The Tigers had no answer – they were simply undermanned. Craig McKellar and Mike Green could not handle the job.
The Cats’ winning ruckwork was backed by a winning centreman in Wayne Closter – he beat at least two players on the day – and by a line-up of forwards with just one purpose in mind: to keep that ball moving at all costs and score goals.
One handpass to a player running past, then a long kick – it was a pattern that, with monotonous regularity, found the Tigers’ defence caught off guard and out of place.
They were forced into errors and bad errors at that. At one stage early in the last quarter full-back Robert McGhie, playing a strangely loose game, made two bad mistakes which resulted ion successive goals for the Cats.
And Tim Evans, Newland (especially when shifted to full-forward in the last quarter), David Clarke and Paul Sarah were quick to take advantage.
At the other end it was a similar story. Geelong’s half-back line of Bruce Nankervis, Gareth Andrews and Kevin Higgins was impassable. And behind them, John Scarlett at full-back, Geoff Ainsworth and Hawkins took care of most of the crumbs.
Richmond’s forwards – Hafey moved them all over the place to try to get some result – were not in the race.
Royce Hart was obviously badly hampered by his injured groin, Ian Stewart ran out of puff, Rex Hunt, shifted around all day from centre half-forward to full-forward and back again, was outplayed, and Stephen Rae could find little touch.
Only Mal Brown, despite his excess weight, and Kevin Sheedy knew what it was all about.
Even Kevin Bartlett was held to 19 kicks, a remarkably low total for a player who has been averaging near enough to 30 kicks a game.
“It’s the sort of thing you dream about,” said a contented Farmer.

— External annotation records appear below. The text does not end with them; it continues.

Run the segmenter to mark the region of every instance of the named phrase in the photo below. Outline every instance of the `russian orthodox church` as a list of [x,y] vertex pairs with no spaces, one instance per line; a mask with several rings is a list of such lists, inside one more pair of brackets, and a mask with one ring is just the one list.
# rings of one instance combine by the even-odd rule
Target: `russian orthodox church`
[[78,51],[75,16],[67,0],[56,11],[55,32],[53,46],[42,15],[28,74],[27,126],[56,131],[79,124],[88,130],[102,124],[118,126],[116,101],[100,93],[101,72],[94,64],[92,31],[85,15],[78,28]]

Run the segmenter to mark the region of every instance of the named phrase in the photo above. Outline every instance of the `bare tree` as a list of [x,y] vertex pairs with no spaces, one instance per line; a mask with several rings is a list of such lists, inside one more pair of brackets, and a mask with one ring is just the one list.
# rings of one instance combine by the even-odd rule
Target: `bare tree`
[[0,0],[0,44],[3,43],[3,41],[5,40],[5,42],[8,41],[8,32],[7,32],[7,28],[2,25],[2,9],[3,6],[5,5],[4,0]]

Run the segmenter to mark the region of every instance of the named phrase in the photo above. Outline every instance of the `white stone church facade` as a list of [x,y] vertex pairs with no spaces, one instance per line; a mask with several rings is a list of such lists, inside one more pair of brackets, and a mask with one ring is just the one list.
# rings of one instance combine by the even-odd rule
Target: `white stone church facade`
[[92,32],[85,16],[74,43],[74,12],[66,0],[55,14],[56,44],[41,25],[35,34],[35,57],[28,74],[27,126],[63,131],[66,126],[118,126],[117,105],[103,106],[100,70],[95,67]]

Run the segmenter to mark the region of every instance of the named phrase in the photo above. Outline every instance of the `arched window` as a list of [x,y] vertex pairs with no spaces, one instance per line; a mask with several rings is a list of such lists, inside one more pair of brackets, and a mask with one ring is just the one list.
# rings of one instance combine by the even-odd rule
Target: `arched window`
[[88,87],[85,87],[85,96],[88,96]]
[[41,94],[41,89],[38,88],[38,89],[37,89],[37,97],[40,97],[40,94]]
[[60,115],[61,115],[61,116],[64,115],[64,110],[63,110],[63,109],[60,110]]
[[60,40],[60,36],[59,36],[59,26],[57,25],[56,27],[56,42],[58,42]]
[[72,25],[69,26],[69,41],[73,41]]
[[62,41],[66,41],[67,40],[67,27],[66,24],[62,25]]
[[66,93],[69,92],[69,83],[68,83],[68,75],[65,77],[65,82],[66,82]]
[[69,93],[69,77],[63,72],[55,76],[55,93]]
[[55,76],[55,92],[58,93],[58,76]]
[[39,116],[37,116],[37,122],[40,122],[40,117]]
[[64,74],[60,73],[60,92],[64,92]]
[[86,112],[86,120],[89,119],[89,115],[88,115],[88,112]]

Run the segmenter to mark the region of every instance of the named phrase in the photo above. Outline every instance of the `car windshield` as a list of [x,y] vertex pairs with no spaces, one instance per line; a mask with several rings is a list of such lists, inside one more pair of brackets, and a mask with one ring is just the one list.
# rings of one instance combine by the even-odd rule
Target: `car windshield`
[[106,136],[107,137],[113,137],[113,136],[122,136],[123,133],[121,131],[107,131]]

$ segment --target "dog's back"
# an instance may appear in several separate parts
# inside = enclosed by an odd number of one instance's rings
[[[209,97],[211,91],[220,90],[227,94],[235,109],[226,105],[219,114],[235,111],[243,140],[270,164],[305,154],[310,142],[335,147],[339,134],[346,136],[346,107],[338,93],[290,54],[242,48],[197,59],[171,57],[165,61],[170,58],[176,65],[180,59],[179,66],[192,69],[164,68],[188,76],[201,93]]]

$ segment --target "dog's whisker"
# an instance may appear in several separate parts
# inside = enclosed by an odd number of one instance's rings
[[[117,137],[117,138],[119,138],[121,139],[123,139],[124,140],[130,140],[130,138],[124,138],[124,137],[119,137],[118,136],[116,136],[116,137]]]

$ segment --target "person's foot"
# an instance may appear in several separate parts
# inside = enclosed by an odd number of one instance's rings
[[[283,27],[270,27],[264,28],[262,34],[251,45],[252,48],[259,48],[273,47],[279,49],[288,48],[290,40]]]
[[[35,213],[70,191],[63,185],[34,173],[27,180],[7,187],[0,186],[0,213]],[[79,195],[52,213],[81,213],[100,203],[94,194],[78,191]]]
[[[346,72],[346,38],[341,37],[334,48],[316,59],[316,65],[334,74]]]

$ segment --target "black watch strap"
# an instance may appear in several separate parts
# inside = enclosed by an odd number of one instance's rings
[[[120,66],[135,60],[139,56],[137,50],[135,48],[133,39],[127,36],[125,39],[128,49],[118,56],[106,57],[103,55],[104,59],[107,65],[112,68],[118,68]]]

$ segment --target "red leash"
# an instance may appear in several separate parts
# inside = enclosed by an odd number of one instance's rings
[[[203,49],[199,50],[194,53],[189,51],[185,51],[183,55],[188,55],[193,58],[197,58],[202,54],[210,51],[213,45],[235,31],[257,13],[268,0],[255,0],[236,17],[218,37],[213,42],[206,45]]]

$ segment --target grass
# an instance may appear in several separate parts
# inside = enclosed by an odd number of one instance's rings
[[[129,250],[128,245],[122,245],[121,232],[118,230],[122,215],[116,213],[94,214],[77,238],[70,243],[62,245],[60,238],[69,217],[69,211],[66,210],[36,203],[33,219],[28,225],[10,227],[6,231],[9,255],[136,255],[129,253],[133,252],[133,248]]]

“We’ve played like this before but never for the whole 120 minutes.”
Match details
Richmond 3.6 6.7 11.9 17.11 (113)
Geelong 5.1 8.6 13.10 18.15 (123)
Goals – Richmond: Bartlett 3, Brown 3, Stewart 2, Wood 2, Green, Hart, McKellar, McMillan, Morris, Rae, Sheedy.
Leading disposal-winners – Richmond: Sheedy 36, Wood 24, Brown 22, Morris 22, Bartlett 21, Bourke 21.
Best players – Richmond: Brown, Sheedy, Morris, Wood, Bartlett, Bourke, Cloke.
Goals – Geelong: Newland 5, Evans 4, Clarke 3, I. Nankervis 2, Sarah 2, Crawford, Sheehan.
Leading disposal-winners – Geelong: I. Nankervis 30, B. Nankervis 26, Closter 23, Sarah 23, Higgins 20.
Best players – Geelong: B. Nankervis (best on ground), Closter, Newland, Blake, Clarke, Sarah, Newman, Andrews.